We were well within the horseshoe of German fire that surrounded the French lines. It was between midnight and one o'clock, the sky was deep and clear, with big ice-blue winter stars. We halted at a certain road to wait our chance to deliver our wounded. It was a mêlée of beams of light, of voices, of obscure motions, sounds. Refugees went by, decent people in black, the women being escorted by a soldier. One saw sad, harassed faces. A woman came out of the turmoil, carrying a cat in a canary cage; the animal swept the gilded bars with curved claws, and its eyes shone black and crazily. Others went by pushing baby carriages full to the brim with knick-knacks and packages. Some pushed a kind of barrow. At the very edge of earth and sky was a kind of violet-white inferno, the thousand finger-like jabs of the artillery shot unceasing to the stars, the great semi-circular auréole flares of the shorter pieces were seen a hundred times a minute. Over the moorland came a terrible roaring such as a river might make tumbling through some subterranean abyss. A few miles below, a dull, ruddy smouldering in the sky told of fires in Verdun. The morning clouded over, the dawn brought snow. Even in the daytime the great cannon flashes could be seen in the low, brownish snow-clouds.
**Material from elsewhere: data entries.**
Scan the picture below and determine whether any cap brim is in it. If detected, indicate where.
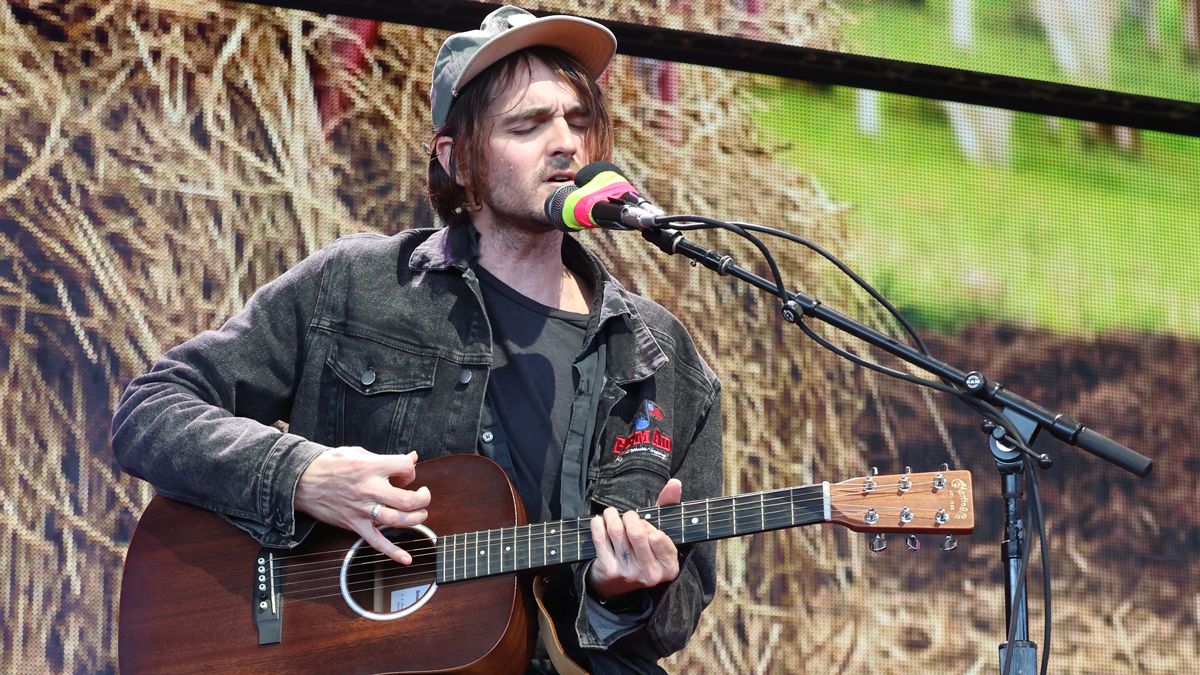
[451,16,617,96]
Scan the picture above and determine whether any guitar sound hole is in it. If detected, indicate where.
[344,528,437,619]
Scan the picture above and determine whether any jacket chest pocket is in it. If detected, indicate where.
[319,335,438,454]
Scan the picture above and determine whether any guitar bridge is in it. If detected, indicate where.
[251,549,283,645]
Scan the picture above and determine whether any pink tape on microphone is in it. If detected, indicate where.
[575,180,637,229]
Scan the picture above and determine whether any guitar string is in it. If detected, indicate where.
[272,504,953,595]
[277,485,955,574]
[267,470,961,565]
[267,478,960,574]
[275,497,956,585]
[280,499,964,602]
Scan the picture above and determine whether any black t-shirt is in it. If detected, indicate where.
[475,265,588,521]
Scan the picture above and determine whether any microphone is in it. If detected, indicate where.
[545,162,662,232]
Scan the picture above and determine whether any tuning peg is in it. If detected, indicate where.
[863,466,880,495]
[870,532,888,554]
[863,466,880,495]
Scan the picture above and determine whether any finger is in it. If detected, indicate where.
[601,507,629,563]
[588,515,616,569]
[379,507,430,527]
[355,521,413,565]
[654,478,683,506]
[382,450,416,488]
[620,510,658,571]
[378,485,431,510]
[649,530,679,581]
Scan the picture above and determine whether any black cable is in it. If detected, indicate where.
[656,215,961,394]
[734,222,929,354]
[654,215,791,303]
[656,215,1052,675]
[1001,466,1033,675]
[797,321,958,394]
[1030,451,1054,675]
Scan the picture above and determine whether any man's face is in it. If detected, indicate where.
[478,59,592,232]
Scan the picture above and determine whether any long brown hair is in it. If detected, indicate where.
[428,47,612,226]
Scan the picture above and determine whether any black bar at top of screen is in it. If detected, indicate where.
[234,0,1200,136]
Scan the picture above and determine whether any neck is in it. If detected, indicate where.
[474,214,590,313]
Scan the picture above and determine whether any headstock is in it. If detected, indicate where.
[829,467,974,534]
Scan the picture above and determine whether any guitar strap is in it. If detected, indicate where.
[533,574,588,675]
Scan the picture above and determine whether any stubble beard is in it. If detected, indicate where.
[482,171,554,234]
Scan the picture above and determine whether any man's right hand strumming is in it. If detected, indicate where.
[294,447,430,565]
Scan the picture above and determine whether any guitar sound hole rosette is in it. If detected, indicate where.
[338,525,438,621]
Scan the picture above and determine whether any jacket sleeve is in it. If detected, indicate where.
[112,250,329,546]
[575,384,722,673]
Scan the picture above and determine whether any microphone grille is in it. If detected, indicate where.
[546,185,578,232]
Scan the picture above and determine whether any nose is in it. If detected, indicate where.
[547,117,583,156]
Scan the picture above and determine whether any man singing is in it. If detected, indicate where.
[113,7,721,673]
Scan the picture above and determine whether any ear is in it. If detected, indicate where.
[433,136,462,185]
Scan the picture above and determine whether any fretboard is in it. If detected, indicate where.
[437,484,829,584]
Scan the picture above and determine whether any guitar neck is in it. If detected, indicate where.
[437,483,830,584]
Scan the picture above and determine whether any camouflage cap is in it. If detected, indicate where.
[430,6,617,129]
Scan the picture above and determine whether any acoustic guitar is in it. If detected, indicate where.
[118,455,974,674]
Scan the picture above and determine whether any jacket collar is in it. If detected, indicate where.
[408,225,479,271]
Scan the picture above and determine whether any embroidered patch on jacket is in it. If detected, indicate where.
[612,400,671,461]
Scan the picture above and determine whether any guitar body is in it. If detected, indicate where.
[119,455,535,673]
[118,455,974,674]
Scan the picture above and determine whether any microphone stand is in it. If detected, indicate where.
[640,219,1153,675]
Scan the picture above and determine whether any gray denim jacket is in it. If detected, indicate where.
[113,228,721,670]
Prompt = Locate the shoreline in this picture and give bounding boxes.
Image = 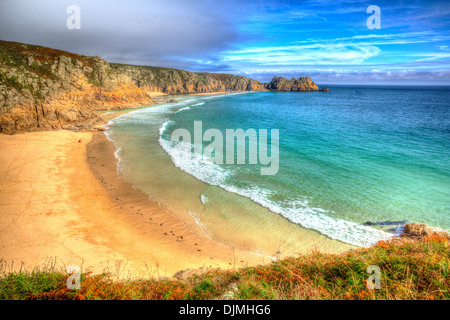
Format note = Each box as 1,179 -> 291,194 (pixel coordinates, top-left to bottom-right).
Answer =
0,101 -> 270,278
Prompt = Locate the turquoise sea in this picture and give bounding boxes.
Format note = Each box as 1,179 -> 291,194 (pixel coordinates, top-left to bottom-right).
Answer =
106,85 -> 450,254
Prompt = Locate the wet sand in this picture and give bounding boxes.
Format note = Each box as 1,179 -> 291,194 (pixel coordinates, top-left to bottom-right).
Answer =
0,130 -> 268,278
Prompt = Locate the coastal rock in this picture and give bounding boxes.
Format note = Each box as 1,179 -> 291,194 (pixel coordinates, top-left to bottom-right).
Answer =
400,223 -> 450,239
266,76 -> 319,91
0,40 -> 324,134
111,64 -> 265,94
0,41 -> 154,134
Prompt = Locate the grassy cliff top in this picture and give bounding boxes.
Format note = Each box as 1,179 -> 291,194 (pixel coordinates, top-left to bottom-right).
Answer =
0,225 -> 450,300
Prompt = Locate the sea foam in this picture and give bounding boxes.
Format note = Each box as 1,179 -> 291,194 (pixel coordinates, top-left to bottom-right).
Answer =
159,121 -> 394,247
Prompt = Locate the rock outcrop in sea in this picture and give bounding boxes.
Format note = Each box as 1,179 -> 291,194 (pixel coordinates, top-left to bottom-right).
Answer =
266,76 -> 319,91
0,40 -> 318,134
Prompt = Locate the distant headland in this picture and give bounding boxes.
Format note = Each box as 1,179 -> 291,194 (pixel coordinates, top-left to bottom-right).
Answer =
0,40 -> 324,134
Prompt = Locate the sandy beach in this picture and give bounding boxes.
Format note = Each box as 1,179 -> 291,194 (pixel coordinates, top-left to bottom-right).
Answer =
0,130 -> 268,278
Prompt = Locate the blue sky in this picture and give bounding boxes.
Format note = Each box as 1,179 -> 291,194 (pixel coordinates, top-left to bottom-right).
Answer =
0,0 -> 450,84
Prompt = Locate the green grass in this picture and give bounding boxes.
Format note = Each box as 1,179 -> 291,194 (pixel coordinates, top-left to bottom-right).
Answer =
0,236 -> 450,300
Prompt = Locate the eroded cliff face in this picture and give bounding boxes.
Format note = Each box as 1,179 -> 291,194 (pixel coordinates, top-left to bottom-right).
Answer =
0,40 -> 318,134
266,77 -> 319,91
0,41 -> 153,134
111,64 -> 265,94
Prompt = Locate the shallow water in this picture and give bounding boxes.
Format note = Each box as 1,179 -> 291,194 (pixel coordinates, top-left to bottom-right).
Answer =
107,87 -> 450,255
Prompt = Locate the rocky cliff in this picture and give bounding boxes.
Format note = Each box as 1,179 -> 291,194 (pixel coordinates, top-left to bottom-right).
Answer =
0,40 -> 318,134
111,64 -> 265,94
266,77 -> 319,91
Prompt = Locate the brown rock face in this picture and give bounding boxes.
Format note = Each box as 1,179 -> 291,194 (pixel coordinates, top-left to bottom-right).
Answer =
0,41 -> 153,134
111,64 -> 265,94
266,77 -> 319,91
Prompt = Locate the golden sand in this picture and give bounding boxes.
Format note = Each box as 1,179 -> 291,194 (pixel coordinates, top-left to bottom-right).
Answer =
0,130 -> 268,277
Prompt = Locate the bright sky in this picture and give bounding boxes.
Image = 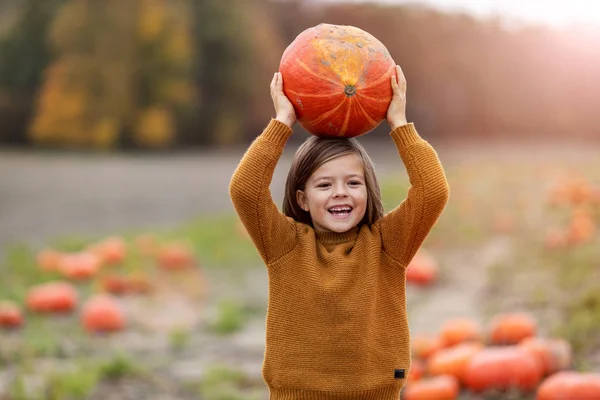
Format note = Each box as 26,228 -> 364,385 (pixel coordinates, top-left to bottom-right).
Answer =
313,0 -> 600,27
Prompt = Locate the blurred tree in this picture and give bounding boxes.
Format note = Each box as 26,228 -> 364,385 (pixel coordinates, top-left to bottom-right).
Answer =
30,0 -> 193,148
0,0 -> 64,143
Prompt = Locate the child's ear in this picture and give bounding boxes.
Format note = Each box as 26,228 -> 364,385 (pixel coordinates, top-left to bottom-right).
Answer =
296,190 -> 308,211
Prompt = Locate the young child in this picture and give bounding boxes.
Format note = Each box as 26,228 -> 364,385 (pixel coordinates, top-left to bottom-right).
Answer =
230,66 -> 448,400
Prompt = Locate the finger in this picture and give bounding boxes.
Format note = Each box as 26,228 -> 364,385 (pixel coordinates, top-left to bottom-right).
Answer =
391,74 -> 398,92
396,65 -> 406,91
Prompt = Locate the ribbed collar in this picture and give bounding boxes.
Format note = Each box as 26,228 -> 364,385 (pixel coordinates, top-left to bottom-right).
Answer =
315,226 -> 359,244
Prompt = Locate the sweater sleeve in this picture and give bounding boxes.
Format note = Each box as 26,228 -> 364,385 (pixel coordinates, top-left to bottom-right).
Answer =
229,119 -> 296,264
381,123 -> 449,266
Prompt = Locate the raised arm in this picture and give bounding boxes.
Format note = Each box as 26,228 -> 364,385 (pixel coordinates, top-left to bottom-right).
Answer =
381,67 -> 449,265
229,74 -> 296,264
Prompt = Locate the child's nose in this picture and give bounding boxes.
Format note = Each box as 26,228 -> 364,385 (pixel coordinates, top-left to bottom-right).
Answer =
333,185 -> 348,197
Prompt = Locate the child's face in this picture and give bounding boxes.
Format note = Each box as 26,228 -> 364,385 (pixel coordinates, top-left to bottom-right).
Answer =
296,154 -> 367,233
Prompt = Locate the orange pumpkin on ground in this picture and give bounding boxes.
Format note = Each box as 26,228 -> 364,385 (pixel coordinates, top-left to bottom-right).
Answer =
401,375 -> 460,400
519,337 -> 573,375
58,251 -> 102,281
100,274 -> 129,295
535,371 -> 600,400
440,318 -> 483,347
406,251 -> 439,286
81,294 -> 125,332
427,343 -> 483,382
0,300 -> 23,328
279,24 -> 396,137
464,346 -> 543,392
489,312 -> 538,344
25,281 -> 78,313
410,335 -> 443,360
On the way to M., two horses that had died of exhaustion lay in a frozen ditch. Ravens, driven from their repast by the storm, cawed hungrily in the trees.

VI

We slept in the loft of one of the buildings that formed the left wing of the courtyard of the castle. To enter it, we had to pass through a kind of lumber-room on the ground floor in which the hospital coffins were kept. Above was a great, dim loft, rich in a greasy, stably smell, a smell of horses and sweaty leather, the odor of a dirty harness room. At the end of the room, on a kind of raised platform, was the straw in which we lay; a crazy, sagging shelf, covered with oily dust, bundles of clothes, knapsacks, books, candle ends, and steel helmets, ran along the wall over our heads. All night long, the horses underneath us squealed, pounded, and kicked. I see in the lilac dawn of a winter morning the yellow light of an officer's lantern, and hear the call, "Up, boys—there's a call to B." The bundles in the dirty blankets groan; unshaven, unwashed faces turn tired eyes to the lantern; some, completely worn out, lie in a kind of sleepy stupor. A wicked screaming whistle passes over our heads, and the shell, bursting on a near-by location, startles the dawn.